4コマ漫画で解説 督促OL的クレーム緩和術
コールセンターでは電話を取った瞬間に「どうしてくれるんだこの野郎!!」と開口一発罵声が飛んでくることがある。そんな時は驚いて反射的に「申し訳ございません!」と謝罪してしまうことが多い。けれど先に謝ってしまうと、相手とのパワーバランスでこちらが弱くなってしまう。開始直後に主導権を相手に渡すことになるのだ。
それがどんなに理不尽な内容であったとしても、一度決まってしまった力関係を覆すことは難しい。そこで反射的に謝らないようにするために、謝罪の代わりに発する言葉をあらかじめ決めておくことが有効だ。
そのため私はうっかり出てしまいそうになる「申し訳ありません」の代わりに、「どうされましたか?」という言葉をあらかじめ用意し、反射的に謝りそうになったら口から出すと決めている。例えば「どうしてくれるんだ!!」と言われたら、「どうされましたか? なにか不手際がございましたか?」と口に出す。確認であれば謝罪ではないし、相手に優位性を感じさせることはない。

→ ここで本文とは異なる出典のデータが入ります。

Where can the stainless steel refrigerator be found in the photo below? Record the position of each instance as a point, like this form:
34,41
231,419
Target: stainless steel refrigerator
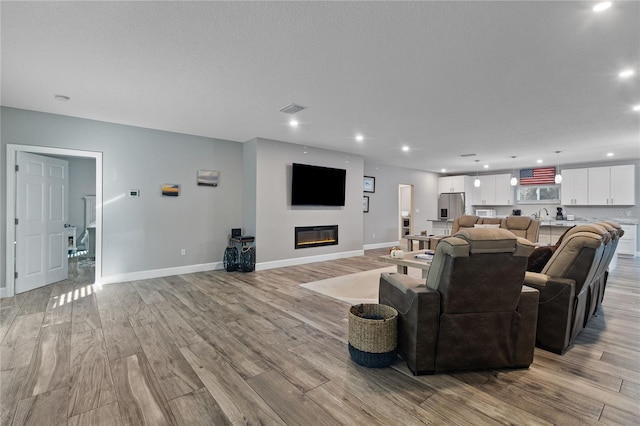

そして、人間の頭は疑問を投げかけられると自然にその答えを考えるようにできているので、ヒートアップしている人間に疑問形の言葉を投げるのは沈静化させる手段としてもオススメだ。
◆理不尽な上司には考え方の違いを明言せよ
顧客相手にクレーム対応をすることもストレスは多いが、嫌な上司に当たってしまうと職場に行くのも気が滅入る。例えば「死ね、殺す」などと恫喝してくるクレーマーほどではないが、大きな声で叱責したり、嫌味なことを言ってくる上司もいる。そんなパワハラ上司に当たってしまった時はどう言い返せばいいのだろうか。
クレーマーが電話オペレータに罵詈雑言を投げつけてくるのは、オペレータが言い返さない立場にいることと、「怒るのはコイツの為だ」という歪んだ認知を持っていることが原因なのだ。クレーマーは意識的にせよ無意識にせよ「こいつはひどいことを言っても言い返さない人間だし、俺が怒るのは相手の為だ」という認知の元で電話をかけてくる。
実はパワハラ上司の思考もクレーマーにとても近い。上司が部下にパワハラを行うのは「部下だから叱責していいし、叱責するのは部下の為だ」と認知しているからだ。そこで言い返すには、「自分はあなたにいじめられていい立場ではない」というスタンスを明確に示すことが重要だ。
例えばコールセンターにお客様が怒ってクレームの電話をかけてくる場合、「気に入らない」「対応が不親切だ」といった、お客様の主観によって生まれているクレームも多い。その場合は、相手の主観を否定する言い返し方をする。
「当社では○○となっております」
「会社の基準でこういう対応をすることになっております」
そう伝えると「不親切だ」「サービスが悪い」と言われるが、ここで謝らず「改善点として会社にお伝えします」とだけ言い切る。あくまで、あなたの考え方はあなたの考え方、当社の考え方は違う、ということを明言するためだ。